Now consider the memoized version of this algorithm...
```
MemFibo(n):
if n = 0
return 0
else if n = 1
return 1
else
if F[n] is undefined:
F[n] <- MemFibo(n - 1) + MemFibo(n - 2)
return F[n]
```
This actually makes the algorithm run in linear time!
![1564017052666](/home/rozek/Documents/StudyGroup/Algorithms/1564017052666.png)
Dynamic programming makes use of this fact and just intentionally fills up an array with the values of $F$.
```
IterFibo(n):
F[0] <- 0
F[1] <- 1
for i <- 2 to n
F[i] <- F[i - 1] + F[i - 2]
return F[n]
```
Here the linear complexity becomes super apparent!
<u>Interesting snippet</u>
"We had a very interesting gentleman in Washington named Wilson. He was secretary of Defense, and he actually had a pathological fear and hatred of the word *research*. Im not using the term lightly; Im using it precisely. His face would suffuse, he would turn red, and he would get violent if people used the term *research* in his presence. You can imagine how he felt, then, about the term *mathematical*.... I felt I had to do something to shield Wilson and the Air Force from the fact that I was really doing mathematics inside the RAND Corporation. What title, what name, could I choose?"
Dynamic programming is essentially smarter recursion. It's about not repeating the same work.
These algorithms are best developed in two distinct stages.
(1) Formulate the problem recursively.
(a) Specification: What problem are you trying to solve?

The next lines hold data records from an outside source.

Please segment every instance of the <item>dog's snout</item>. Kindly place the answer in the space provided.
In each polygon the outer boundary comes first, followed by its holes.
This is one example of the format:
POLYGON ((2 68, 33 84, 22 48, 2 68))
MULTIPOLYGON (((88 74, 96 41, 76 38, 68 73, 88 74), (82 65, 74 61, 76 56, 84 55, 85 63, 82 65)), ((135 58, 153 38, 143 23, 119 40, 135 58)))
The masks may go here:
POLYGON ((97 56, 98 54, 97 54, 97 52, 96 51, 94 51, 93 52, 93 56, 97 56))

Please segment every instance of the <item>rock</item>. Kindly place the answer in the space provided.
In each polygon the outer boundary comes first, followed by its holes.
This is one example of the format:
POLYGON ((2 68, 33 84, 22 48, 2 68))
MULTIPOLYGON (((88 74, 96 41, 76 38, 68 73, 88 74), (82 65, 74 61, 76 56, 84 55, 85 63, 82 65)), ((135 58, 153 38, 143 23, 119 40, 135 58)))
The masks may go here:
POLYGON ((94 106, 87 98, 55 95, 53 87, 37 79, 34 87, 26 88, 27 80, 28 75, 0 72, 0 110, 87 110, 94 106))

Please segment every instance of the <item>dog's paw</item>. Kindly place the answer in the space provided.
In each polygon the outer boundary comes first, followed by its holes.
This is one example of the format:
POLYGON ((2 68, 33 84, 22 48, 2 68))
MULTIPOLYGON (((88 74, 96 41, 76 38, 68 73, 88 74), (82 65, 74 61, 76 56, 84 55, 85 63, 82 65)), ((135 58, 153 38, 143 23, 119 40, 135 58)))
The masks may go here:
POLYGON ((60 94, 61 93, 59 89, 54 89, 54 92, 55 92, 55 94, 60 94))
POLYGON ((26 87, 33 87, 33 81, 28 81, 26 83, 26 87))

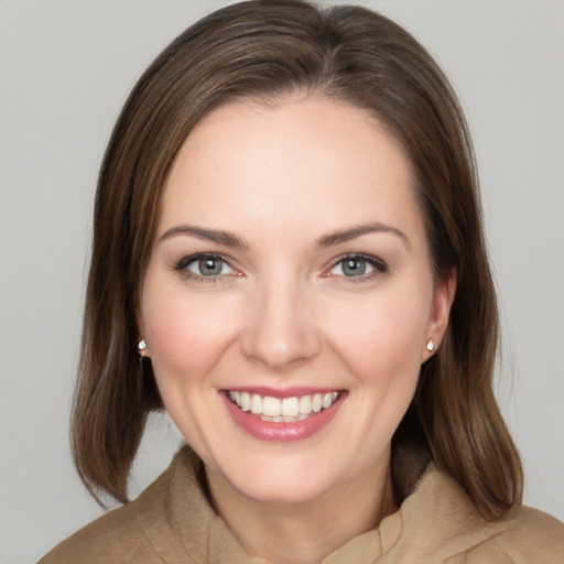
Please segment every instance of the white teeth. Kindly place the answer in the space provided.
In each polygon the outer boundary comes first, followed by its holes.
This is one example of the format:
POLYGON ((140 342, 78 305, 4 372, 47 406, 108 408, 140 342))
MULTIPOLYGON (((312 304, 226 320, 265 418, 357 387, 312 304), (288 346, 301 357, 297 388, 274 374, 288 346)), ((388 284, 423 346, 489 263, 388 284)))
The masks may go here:
POLYGON ((318 413, 335 403, 338 392, 315 393, 300 398, 273 398, 271 395, 250 394, 248 392, 229 391, 229 399, 242 411, 250 411, 263 421, 294 422, 306 419, 312 412, 318 413))
POLYGON ((302 415, 310 415, 311 412, 312 412, 312 397, 311 395, 302 395, 300 398, 300 413, 302 415))
POLYGON ((322 401, 323 408, 325 408, 325 409, 330 408, 332 403, 333 403, 333 393, 326 393, 323 397, 323 401, 322 401))
POLYGON ((251 395, 251 413, 254 413, 254 415, 262 413, 262 398, 257 393, 251 395))
POLYGON ((247 392, 241 392, 241 402, 237 401, 237 397, 234 398, 237 405, 241 408, 242 411, 250 411, 251 409, 251 397, 247 392))
MULTIPOLYGON (((285 401, 285 400, 284 400, 285 401)), ((262 400, 262 414, 269 417, 279 417, 282 413, 282 405, 278 398, 271 398, 267 395, 262 400)))
POLYGON ((282 416, 297 417, 297 415, 300 415, 300 400, 297 398, 284 398, 282 400, 282 416))

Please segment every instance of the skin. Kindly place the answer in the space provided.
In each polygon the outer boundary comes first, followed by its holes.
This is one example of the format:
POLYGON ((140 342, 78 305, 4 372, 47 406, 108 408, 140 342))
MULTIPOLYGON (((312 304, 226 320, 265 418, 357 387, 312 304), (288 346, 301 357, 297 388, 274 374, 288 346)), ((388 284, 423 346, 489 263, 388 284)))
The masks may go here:
POLYGON ((321 562, 395 509, 391 437, 454 294, 452 276, 433 280, 412 185, 393 137, 321 97, 224 105, 173 163, 139 329, 166 410, 250 556, 321 562), (328 239, 377 223, 388 229, 328 239), (202 252, 225 260, 218 275, 189 259, 202 252), (376 265, 357 259, 366 272, 346 275, 347 253, 376 265), (345 400, 313 436, 272 444, 227 412, 219 391, 247 386, 324 387, 345 400))

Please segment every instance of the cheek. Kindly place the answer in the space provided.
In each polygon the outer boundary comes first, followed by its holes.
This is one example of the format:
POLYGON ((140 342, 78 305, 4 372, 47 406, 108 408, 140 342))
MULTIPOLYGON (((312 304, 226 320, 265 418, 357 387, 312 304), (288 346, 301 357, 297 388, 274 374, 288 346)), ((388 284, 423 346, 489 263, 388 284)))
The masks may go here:
POLYGON ((332 319, 332 345, 364 378, 416 380, 429 308, 424 292, 365 296, 332 319))
POLYGON ((144 293, 143 323, 156 380, 197 378, 230 341, 232 308, 182 291, 144 293))

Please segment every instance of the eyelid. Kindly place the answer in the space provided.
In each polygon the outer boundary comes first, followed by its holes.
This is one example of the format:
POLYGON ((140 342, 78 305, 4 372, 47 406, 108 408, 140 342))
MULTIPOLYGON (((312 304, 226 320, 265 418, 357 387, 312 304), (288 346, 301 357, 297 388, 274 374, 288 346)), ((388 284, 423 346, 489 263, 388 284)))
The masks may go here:
POLYGON ((178 272, 182 276, 184 276, 187 280, 195 281, 196 283, 218 283, 218 282, 225 282, 228 278, 234 276, 240 276, 242 275, 240 271, 235 268, 231 264, 231 260, 228 257, 225 257, 224 254, 219 252, 196 252, 194 254, 187 254, 183 257, 182 259, 177 260, 174 263, 173 269, 178 272), (215 259, 220 260, 225 264, 227 264, 232 272, 229 272, 228 274, 217 274, 217 275, 203 275, 197 274, 196 272, 192 272, 188 270, 188 267, 197 261, 205 260, 205 259, 215 259))
POLYGON ((340 279, 347 280, 347 282, 362 282, 362 281, 371 280, 372 278, 375 278, 379 274, 384 274, 386 272, 388 272, 388 264, 382 259, 375 257, 372 254, 366 254, 364 252, 347 252, 345 254, 337 257, 335 260, 333 260, 329 268, 325 271, 324 275, 327 278, 335 275, 340 279), (344 274, 332 274, 330 273, 330 271, 335 267, 337 267, 338 264, 340 264, 347 260, 351 260, 351 259, 364 260, 364 261, 368 262, 368 264, 370 264, 375 270, 372 272, 369 272, 366 274, 360 274, 358 276, 346 276, 344 274))

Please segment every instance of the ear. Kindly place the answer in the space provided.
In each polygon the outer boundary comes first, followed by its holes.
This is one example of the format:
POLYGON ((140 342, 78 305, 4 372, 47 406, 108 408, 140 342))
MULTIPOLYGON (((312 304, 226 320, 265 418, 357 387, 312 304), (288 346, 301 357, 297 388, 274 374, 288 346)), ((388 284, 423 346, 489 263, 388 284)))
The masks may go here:
POLYGON ((440 347, 443 340, 446 327, 448 326, 451 306, 453 305, 456 294, 456 269, 451 269, 435 285, 426 327, 425 343, 421 354, 422 364, 433 355, 433 351, 440 347), (431 350, 427 348, 430 339, 433 343, 431 350))

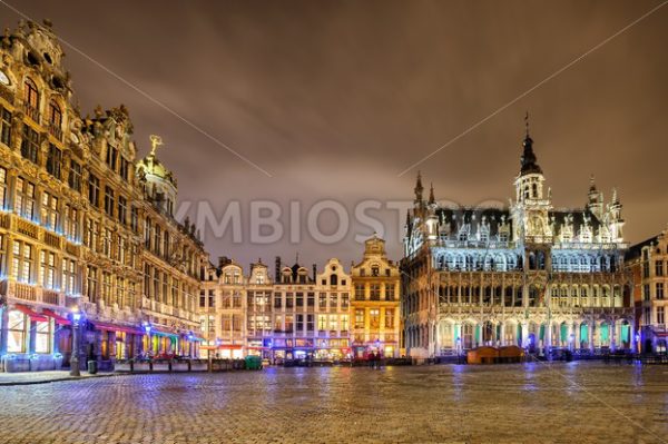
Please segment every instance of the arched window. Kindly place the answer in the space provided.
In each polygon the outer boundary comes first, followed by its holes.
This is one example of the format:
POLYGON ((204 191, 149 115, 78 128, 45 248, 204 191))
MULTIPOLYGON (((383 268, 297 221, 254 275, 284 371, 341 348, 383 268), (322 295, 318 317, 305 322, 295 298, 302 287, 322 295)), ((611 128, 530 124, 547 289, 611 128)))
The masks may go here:
POLYGON ((26 114, 35 121, 39 120, 39 91, 30 78, 23 82, 23 106, 26 114))
POLYGON ((49 132, 60 139, 62 135, 62 111, 53 100, 49 102, 49 132))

(b) Solution: Why is the whole problem in terms of answers t smaller instances exactly the same problem?
(2) Find solutions to your recurrence from the bottom up
(a) Identify the subproblems
(b) Choose a memoization data structure
(c) Identify dependencies
(d) Find a good evaluation order
(e) Analyze space and running time
(f) Write down the algorithm
## Greedy Algorithms
If we're lucky we can just make decisions directly instead of solving any recursive subproblems. The problem is that greedly algorithms almost never work.